The facility engineers, project manager, boiler-plant operators, and designers reviewed valves, sensors, inspection ports, and anything else requiring operator interaction from all angles. Piping was adjusted, valves were relocated, and the client’s personal preferences were taken into consideration early in the design period.

Once the piping and valving were finalized, the design team used piping design and analysis software to conduct a thermal-stress analysis of the steam, condensate, feedwater, and safety relief piping systems. This allowed the design team to better locate piping anchors and guides, establish equipment-flange loading was safely within the manufacturer’s tolerance for forces and movement, and verify the system was code-compliant.

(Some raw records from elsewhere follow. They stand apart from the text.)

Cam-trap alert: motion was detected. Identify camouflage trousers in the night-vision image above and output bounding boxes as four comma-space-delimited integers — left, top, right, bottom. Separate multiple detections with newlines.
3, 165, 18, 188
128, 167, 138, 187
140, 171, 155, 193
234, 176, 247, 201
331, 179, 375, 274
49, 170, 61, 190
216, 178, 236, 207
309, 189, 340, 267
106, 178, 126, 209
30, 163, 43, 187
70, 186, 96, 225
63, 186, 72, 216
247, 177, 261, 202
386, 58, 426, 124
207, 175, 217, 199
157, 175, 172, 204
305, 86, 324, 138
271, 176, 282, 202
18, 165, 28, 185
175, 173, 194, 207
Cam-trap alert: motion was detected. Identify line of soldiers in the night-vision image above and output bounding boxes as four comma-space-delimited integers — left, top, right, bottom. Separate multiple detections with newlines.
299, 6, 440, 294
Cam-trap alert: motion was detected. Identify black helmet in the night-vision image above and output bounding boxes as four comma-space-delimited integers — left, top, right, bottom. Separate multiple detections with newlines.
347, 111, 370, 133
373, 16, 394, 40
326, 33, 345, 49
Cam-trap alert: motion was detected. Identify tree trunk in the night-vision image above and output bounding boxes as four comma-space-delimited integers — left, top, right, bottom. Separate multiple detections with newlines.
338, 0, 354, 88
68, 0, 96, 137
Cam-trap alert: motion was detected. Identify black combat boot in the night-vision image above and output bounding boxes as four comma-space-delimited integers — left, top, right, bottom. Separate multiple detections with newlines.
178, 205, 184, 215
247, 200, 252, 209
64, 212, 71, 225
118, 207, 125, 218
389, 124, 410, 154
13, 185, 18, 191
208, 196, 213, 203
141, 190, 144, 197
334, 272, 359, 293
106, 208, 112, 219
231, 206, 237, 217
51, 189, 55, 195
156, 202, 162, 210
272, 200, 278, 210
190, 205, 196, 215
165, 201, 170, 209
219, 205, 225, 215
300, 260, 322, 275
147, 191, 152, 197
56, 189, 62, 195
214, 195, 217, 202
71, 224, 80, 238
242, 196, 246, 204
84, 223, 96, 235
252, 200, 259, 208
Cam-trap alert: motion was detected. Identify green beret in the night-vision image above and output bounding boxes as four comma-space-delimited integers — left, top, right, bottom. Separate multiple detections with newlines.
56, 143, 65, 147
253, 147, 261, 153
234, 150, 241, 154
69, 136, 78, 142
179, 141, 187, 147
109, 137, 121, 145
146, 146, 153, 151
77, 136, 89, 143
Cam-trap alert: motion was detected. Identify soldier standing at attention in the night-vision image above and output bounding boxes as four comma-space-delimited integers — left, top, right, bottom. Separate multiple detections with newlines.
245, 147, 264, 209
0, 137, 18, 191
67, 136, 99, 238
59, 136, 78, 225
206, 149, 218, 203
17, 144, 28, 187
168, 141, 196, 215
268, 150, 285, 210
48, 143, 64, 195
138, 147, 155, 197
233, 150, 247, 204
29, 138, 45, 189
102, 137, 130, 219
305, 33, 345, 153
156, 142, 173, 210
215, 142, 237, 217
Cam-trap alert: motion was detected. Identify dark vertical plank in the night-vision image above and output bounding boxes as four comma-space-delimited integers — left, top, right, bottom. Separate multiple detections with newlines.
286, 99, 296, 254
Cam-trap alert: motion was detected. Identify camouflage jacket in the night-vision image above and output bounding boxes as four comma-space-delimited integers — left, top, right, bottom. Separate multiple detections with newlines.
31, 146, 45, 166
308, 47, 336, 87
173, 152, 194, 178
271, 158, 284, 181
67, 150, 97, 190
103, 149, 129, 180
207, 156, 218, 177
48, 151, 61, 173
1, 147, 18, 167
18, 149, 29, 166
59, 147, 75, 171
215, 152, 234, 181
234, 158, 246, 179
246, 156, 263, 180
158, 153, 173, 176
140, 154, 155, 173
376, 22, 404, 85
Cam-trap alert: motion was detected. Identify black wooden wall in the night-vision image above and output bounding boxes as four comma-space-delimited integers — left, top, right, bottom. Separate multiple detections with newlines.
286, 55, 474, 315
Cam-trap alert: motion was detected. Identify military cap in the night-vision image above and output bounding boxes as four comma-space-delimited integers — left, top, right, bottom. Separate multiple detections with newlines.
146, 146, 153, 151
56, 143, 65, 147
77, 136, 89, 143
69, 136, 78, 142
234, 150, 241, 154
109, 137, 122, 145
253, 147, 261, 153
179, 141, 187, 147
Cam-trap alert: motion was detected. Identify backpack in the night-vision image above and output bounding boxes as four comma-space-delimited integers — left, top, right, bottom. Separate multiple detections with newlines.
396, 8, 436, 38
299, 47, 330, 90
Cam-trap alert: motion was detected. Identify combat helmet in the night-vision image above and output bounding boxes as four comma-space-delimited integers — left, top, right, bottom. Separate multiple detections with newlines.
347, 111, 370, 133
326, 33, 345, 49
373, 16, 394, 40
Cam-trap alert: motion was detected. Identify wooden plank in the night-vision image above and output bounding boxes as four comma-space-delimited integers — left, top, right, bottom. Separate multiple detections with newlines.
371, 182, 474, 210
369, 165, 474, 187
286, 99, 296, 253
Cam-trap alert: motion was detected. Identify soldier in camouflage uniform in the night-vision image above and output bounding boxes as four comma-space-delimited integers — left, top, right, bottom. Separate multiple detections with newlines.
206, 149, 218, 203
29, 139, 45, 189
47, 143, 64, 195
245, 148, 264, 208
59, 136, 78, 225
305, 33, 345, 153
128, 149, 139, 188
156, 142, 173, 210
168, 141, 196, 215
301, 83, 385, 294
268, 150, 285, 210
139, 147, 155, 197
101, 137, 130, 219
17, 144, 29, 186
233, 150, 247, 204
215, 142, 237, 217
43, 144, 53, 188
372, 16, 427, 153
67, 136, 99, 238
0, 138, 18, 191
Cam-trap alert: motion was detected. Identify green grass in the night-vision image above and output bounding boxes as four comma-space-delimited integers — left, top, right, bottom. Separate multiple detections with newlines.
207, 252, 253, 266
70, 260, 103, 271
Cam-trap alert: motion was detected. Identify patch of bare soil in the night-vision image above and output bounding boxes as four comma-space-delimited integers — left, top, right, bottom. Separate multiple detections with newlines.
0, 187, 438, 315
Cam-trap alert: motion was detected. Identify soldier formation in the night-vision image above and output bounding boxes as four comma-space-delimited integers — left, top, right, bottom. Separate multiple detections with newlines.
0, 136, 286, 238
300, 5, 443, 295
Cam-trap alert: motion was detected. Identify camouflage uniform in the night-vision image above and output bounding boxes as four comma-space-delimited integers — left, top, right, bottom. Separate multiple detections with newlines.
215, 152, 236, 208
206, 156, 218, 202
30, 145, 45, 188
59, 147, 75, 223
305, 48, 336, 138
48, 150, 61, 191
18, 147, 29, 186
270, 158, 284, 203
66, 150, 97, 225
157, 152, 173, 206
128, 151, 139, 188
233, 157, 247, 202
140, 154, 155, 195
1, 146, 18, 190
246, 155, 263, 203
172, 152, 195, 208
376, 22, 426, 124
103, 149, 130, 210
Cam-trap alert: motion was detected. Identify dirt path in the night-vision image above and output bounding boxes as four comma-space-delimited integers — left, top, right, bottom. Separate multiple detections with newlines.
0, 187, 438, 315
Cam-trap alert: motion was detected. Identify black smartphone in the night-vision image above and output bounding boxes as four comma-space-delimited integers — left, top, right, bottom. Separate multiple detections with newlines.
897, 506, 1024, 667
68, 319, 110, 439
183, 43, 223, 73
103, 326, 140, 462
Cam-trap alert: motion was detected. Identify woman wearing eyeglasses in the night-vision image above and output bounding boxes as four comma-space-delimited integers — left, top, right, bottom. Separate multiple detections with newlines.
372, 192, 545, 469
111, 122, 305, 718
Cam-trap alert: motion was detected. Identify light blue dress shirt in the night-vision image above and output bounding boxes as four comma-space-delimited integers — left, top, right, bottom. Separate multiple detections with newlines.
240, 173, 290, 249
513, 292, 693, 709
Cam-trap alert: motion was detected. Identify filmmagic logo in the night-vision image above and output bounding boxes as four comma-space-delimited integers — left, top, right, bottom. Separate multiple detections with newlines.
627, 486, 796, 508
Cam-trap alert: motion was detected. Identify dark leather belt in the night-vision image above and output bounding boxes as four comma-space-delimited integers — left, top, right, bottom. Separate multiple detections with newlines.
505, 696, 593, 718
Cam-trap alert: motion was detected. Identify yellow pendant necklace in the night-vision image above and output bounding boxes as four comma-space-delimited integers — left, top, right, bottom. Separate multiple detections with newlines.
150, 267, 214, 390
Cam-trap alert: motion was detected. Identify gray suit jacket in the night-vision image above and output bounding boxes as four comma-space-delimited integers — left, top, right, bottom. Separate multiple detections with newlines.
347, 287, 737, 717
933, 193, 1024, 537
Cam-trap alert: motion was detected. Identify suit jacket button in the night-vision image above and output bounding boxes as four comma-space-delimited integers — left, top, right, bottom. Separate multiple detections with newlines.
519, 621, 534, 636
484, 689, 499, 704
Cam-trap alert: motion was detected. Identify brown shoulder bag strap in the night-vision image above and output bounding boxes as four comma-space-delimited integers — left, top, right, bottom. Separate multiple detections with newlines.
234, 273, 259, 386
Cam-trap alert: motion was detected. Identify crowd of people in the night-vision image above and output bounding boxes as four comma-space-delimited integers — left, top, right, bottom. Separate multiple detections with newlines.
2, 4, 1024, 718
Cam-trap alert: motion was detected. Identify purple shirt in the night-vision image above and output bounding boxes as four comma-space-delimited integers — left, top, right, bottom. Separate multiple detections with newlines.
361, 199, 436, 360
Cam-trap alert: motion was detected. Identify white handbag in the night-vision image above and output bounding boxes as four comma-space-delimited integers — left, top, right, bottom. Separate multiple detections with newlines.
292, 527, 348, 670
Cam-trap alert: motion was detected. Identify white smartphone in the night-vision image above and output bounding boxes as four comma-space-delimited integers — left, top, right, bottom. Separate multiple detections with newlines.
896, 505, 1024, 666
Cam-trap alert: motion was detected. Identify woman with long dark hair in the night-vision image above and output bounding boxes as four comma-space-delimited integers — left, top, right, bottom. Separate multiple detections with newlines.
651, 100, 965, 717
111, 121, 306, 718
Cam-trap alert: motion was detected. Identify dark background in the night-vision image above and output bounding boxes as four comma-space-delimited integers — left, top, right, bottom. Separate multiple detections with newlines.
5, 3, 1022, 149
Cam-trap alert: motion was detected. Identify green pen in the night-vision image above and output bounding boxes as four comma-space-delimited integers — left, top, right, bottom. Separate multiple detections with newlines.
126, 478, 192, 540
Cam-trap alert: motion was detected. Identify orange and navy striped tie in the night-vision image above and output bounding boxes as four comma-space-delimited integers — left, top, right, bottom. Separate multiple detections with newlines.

The result is a plant in which every valve, access door, and instrumentation device is accessible from the ground or a permanent platform. Design details, such as removable insulation jackets on steam isolation valves and meters and color-coded insulation covers, greatly improve operation and maintenance.

The use of 3D modeling additionally aided installation of the system, as 3D isometrics of complex areas and a general plant overview allowed design intent to be communicated on contract documents. Furthermore, during construction, the design team provided to the contractor a 3D model viewable using a free 3D viewer. The result was a plant constructed on time, with minimal requests for information and design changes.


Alliance One went from an inefficient coal-fired steam plant to an energy-efficient and environmentally friendly natural-gas-fired one. Thanks to integrated design and careful selection of equipment, accessories, and components, the plant has been operating reliably and efficiently for over two years. The benefits of converting from coal to natural gas are measurable.

From a site standpoint, the owner is able to recover the land previously occupied by the coal plant. On the production front, cost per hundred pounds processed is down because of the efficiency and low operating cost of the steam plant. Increased plant reliability, meanwhile, has allowed operators to focus on other aspects of facility operations. Furthermore, plant carbon-dioxide and nitrogen-oxide emissions have been reduced.

With increased energy efficiency, reliability, and environmental benefits, the conversion from coal to natural gas truly has been a win for Alliance One.